LVM Three-Layer Architecture (ASCII Diagram)
# LVM 架构层次图:
#
# 文件系统层 ┌──────────────────────────────────┐
# │ /dev/vg_data/lv_app (ext4) │ 逻辑卷 (LV)
# │ /dev/vg_data/lv_db (xfs) │ Logical Volume
# └──────────────┬───────────────────┘
# │ 属于同一个卷组
# 卷组层 ┌──────────────▼───────────────────┐
# │ vg_data (VG) │ 卷组 (VG)
# │ 总容量 = PV1 + PV2 │ Volume Group
# └──────┬────────────────┬──────────┘
# │ │
# 物理卷层 ┌────────▼──┐ ┌────────▼──┐
# │ /dev/sdb │ │ /dev/sdc │ 物理卷 (PV)
# │ (500 GB) │ │ (500 GB) │ Physical Volume
# └───────────┘ └───────────┘
# ↑ ↑
# 物理磁盘/分区 物理磁盘/分区
PV / VG / LV Complete Operations
# === 第一步:创建物理卷 (PV) ===
sudo pvcreate /dev/sdb /dev/sdc # 将磁盘初始化为 PV(可以是整块盘或分区)
sudo pvs # 简洁查看 PV
sudo pvdisplay /dev/sdb # 详细查看 PV 信息
# === 第二步:创建卷组 (VG) ===
sudo vgcreate vg_data /dev/sdb /dev/sdc # 创建名为 vg_data 的卷组,包含两块盘
sudo vgs # 简洁查看 VG
sudo vgdisplay vg_data # 详细查看 VG
# 向已有卷组添加新磁盘(扩展卷组)
sudo pvcreate /dev/sdd
sudo vgextend vg_data /dev/sdd
# === 第三步:创建逻辑卷 (LV) ===
sudo lvcreate -L 100G -n lv_app vg_data # 创建 100G 的 lv_app 逻辑卷
sudo lvcreate -L 200G -n lv_db vg_data # 创建 200G 的 lv_db 逻辑卷
sudo lvcreate -l 100%FREE -n lv_backup vg_data # 使用卷组全部剩余空间
sudo lvs # 简洁查看 LV
sudo lvdisplay /dev/vg_data/lv_app # 详细查看 LV
# 格式化并挂载
sudo mkfs.ext4 /dev/vg_data/lv_app
sudo mkfs.xfs /dev/vg_data/lv_db
sudo mkdir -p /app /db
sudo mount /dev/vg_data/lv_app /app
sudo mount /dev/vg_data/lv_db /db
# === LV 在线扩容(无需卸载!)===
# 1. 扩展逻辑卷大小
sudo lvextend -L +50G /dev/vg_data/lv_app # 增加 50G
sudo lvextend -L 200G /dev/vg_data/lv_app # 扩展到 200G(总大小)
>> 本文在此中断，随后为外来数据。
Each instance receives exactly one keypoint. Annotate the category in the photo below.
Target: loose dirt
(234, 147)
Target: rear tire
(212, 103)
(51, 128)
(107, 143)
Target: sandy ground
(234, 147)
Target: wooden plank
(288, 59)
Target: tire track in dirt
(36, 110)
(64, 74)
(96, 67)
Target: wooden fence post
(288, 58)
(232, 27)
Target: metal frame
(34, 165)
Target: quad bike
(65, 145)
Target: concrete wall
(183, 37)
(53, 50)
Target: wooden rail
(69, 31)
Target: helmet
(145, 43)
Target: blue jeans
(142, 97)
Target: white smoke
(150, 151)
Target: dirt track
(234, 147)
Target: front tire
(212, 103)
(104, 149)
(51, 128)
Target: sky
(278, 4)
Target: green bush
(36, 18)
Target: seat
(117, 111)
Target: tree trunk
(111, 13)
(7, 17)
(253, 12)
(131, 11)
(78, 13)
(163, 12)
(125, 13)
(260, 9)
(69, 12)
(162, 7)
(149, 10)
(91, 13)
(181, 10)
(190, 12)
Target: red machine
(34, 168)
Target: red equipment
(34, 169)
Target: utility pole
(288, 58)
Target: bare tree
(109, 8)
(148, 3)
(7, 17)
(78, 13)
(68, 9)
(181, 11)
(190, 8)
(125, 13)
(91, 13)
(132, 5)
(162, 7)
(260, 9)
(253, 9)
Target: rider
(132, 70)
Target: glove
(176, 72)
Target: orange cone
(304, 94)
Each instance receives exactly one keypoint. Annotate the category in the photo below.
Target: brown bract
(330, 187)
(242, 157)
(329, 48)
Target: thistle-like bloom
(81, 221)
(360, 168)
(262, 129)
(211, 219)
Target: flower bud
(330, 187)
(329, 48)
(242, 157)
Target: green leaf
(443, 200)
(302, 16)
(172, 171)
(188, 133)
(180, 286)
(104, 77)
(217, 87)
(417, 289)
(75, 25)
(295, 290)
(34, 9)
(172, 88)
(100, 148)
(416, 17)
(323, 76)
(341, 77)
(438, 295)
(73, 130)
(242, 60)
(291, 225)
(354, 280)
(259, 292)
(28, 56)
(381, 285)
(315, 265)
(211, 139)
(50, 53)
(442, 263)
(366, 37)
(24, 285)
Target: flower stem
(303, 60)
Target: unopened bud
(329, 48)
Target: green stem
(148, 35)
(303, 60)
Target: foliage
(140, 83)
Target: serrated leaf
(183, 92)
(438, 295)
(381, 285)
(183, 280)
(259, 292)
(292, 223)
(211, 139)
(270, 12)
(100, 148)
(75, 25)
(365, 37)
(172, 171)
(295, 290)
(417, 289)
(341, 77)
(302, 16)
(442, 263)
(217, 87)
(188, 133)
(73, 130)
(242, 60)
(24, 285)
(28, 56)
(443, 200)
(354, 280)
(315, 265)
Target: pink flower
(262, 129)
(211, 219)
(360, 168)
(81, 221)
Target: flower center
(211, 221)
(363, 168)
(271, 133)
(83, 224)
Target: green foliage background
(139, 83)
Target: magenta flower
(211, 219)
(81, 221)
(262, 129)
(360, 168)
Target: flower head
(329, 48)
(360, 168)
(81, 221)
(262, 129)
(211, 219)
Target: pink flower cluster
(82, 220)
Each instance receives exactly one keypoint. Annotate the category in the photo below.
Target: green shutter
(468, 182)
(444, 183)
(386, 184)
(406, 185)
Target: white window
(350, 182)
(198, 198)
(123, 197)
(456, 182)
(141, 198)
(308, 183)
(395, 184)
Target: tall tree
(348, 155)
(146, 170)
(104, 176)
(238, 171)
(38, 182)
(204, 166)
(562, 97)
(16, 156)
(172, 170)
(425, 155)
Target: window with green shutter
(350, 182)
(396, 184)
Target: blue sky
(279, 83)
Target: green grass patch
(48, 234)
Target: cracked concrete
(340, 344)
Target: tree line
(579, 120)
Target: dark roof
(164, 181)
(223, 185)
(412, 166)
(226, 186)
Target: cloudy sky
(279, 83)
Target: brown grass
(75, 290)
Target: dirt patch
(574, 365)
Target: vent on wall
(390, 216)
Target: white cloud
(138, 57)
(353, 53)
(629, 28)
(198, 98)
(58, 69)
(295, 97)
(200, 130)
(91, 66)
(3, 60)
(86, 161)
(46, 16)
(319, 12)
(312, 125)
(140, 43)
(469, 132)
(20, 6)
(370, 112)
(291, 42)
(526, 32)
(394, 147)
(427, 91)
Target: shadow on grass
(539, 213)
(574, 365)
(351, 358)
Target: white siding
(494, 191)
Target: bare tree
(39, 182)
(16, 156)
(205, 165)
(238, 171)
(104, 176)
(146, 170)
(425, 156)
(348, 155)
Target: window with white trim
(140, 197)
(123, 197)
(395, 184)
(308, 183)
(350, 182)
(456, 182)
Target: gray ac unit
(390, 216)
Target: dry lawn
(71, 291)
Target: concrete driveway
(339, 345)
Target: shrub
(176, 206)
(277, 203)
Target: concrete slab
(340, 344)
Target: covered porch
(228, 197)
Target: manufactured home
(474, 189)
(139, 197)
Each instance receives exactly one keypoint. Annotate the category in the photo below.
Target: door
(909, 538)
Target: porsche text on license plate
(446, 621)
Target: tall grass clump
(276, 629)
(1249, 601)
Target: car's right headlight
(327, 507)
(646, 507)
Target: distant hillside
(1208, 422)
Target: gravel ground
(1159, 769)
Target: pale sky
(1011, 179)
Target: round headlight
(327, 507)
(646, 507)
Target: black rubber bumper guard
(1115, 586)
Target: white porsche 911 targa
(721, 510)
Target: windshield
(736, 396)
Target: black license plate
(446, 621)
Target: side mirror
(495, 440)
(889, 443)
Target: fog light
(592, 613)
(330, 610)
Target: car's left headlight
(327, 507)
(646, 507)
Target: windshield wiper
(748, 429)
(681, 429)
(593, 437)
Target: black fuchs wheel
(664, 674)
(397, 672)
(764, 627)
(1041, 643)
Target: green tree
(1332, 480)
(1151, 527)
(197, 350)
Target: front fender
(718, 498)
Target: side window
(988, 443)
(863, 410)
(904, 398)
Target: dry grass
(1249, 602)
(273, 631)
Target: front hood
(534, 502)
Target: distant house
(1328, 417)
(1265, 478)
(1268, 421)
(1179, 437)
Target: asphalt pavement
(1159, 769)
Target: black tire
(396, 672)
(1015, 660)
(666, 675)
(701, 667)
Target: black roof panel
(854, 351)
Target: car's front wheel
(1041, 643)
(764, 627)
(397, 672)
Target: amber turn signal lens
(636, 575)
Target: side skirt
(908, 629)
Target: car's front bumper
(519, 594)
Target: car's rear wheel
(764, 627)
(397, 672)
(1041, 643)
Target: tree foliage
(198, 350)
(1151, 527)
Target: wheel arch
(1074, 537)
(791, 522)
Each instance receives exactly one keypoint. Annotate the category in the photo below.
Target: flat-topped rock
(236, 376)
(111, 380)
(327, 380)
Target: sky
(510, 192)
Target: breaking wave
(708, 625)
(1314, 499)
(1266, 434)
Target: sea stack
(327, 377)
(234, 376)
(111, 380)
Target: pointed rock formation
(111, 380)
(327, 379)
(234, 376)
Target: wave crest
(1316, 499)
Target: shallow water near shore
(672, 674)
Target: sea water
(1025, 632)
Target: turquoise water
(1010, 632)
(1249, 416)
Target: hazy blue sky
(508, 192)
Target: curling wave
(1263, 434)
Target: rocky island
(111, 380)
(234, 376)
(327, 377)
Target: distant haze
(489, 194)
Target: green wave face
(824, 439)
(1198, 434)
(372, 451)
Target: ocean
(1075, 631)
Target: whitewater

sudo lvextend -l +100%FREE /dev/vg_data/lv_app # 使用 VG 中所有剩余空间
# 2. 扩展文件系统(ext4)
sudo resize2fs /dev/vg_data/lv_app # ext4 扩展(支持在线扩容)
# 2. 扩展文件系统(XFS,xfs 不支持缩小,只能扩大)
sudo xfs_growfs /db # XFS 用挂载点
# 一步完成(lvextend 带 -r 自动 resize 文件系统)
sudo lvextend -L +50G -r /dev/vg_data/lv_app
# === LV 快照(用于备份)===
sudo lvcreate -L 10G -s -n lv_app_snap /dev/vg_data/lv_app # 创建快照
sudo mount -o ro /dev/vg_data/lv_app_snap /mnt/snap # 只读挂载快照
sudo lvremove /dev/vg_data/lv_app_snap # 删除快照
8.6 fsck: Filesystem Check and Repair
# === 重要:fsck 必须在文件系统未挂载时运行!===
# ext4 文件系统检查
sudo umount /dev/sdb1
sudo e2fsck -f /dev/sdb1 # -f 强制检查(即使标记为 clean)
sudo e2fsck -f -y /dev/sdb1 # -y 自动回答 yes(非交互)
sudo e2fsck -f -n /dev/sdb1 # -n 只读检查,不修改(安全)
# 通用 fsck(自动选择后端)
sudo fsck /dev/sdb1
sudo fsck -t ext4 /dev/sdb1 # 指定文件系统类型
sudo fsck -a /dev/sdb1 # 自动修复(等同 -y)
# XFS 文件系统修复
sudo xfs_repair /dev/sdb2 # XFS 修复(挂载会失败,则卸载后运行)
sudo xfs_repair -n /dev/sdb2 # 只读检查
sudo xfs_repair -L /dev/sdb2 # -L 清空日志(最后手段,可能丢数据)
# 何时需要 fsck?
# 1. 系统崩溃或异常断电后
# 2. mount 时显示文件系统错误
# 3. /etc/fstab 中 pass 字段为 1 或 2 时,系统启动自动运行
# 4. 手动定期维护(tune2fs -c 设置检查间隔)
# 强制下次启动时对根分区进行 fsck
sudo touch /forcefsck # 某些发行版
sudo tune2fs -C 1 /dev/sda1 # 将挂载计数设为 1(触发检查)
How to fsck the root partition? The root partition (
/) cannot be unmounted while the system is running. You must operate from single-user mode or boot from a Live CD/USB. To enter single-user mode: presseat the GRUB menu to edit the boot entry, appendsingleorinit=/bin/bashto thelinuxline, then pressCtrl+Xto boot.
8.7 dd: Disk Cloning and Imaging
dd (disk duplicator) is the low-level data copy tool on Linux, operating directly on byte streams. It can clone disks, create ISO images, test disk speed, and securely wipe data. Use with extreme care: if you swap if (input) and of (output), you will overwrite your data disk.
# === 基本语法 ===
# dd if=输入文件 of=输出文件 bs=块大小 count=块数
# === 磁盘克隆(整盘复制)===
sudo dd if=/dev/sda of=/dev/sdb bs=4M status=progress # 克隆 sda 到 sdb(大小必须相同或更大)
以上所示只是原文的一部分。